A floresta poderia não ser o melhor lugar, mas ficaria escondida, se manteria longe e não ousaria abaixar cabeça para senhor nenhum!

Se acomodou melhor quando pareceu chegar em uma caverna e logo supôs que algum bicho perigoso estaria se acomodando, então não perdeu tempo de adentrar, não se intimidou quando o escuro engolia a tudo e adentrou, se escolhendo no próprio escuro para esconder sua existência.

Quando esperou demais, tratou de arrumar as coisas ali para sobreviver, uma tocha para se iluminar e ser usada para se aquecer a noite. Rasgando da própria roupa do corpo, envolvendo um pedaço de galho e usando o conhecimento que aprendeu quando muito nova, mas não fazendo a chama aparecer, apenas foi para o fundo da caverna e esperou, estando certa ao ver homens procurando escravos fugitivos, mas nenhum deles chegou perto da caverna.

Eles apenas a olharam e saíram, proferindo maldições e parecendo com medo do lugar.

Olívia não entendeu de início e seguiu sua vida ali, iria começar ali e partiria quando a chama do momento se apagasse. Mas ela não partiu e aqueles dias ali foram os mais reconfortantes possíveis.

Não adentrou mais a fundo a caverna, também não queria se perder e morrer tão cedo. Como foi tola de não tê-lo feito antes e com a chama que se formou ali, imaginou do porque os homens brancos não terem se aproximado.

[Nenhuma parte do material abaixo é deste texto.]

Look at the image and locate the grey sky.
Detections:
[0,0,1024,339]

Amarrou a bainha do vestido maltrapilho para poder correr, a chama parecia viva e dela, passos ecoavam lá do fundo, não eram humanos e Olívia quase gritou, mas segurou tal terror ao ver a criatura iluminar a tudo pela frente e a incluído nesse meio.

“Quem ousa interromper o meu sono?” Rosnou, ventas saindo de seu nariz e o cheiro de queimado chegando ao nariz “Humano? Saía da minha caverna! Já!” Ameaçou, mas em nenhum momento avançou contra.

“Não!” Respondeu, erguendo o queixo e inflando o peito, o olhar encarando o da outra “Não saio daqui caso isso custe a minha liberdade e acredite, daqui meu corpo não sai e nem se move para onde tem outros de mim”

A sua ousada e brava coragem acabaria a matando, mas não daquela vez. O cenho claramente franzido e o pensar atravessando cada feição de seu rosto, a criatura não pareceu ofendida e pensava, a encarando.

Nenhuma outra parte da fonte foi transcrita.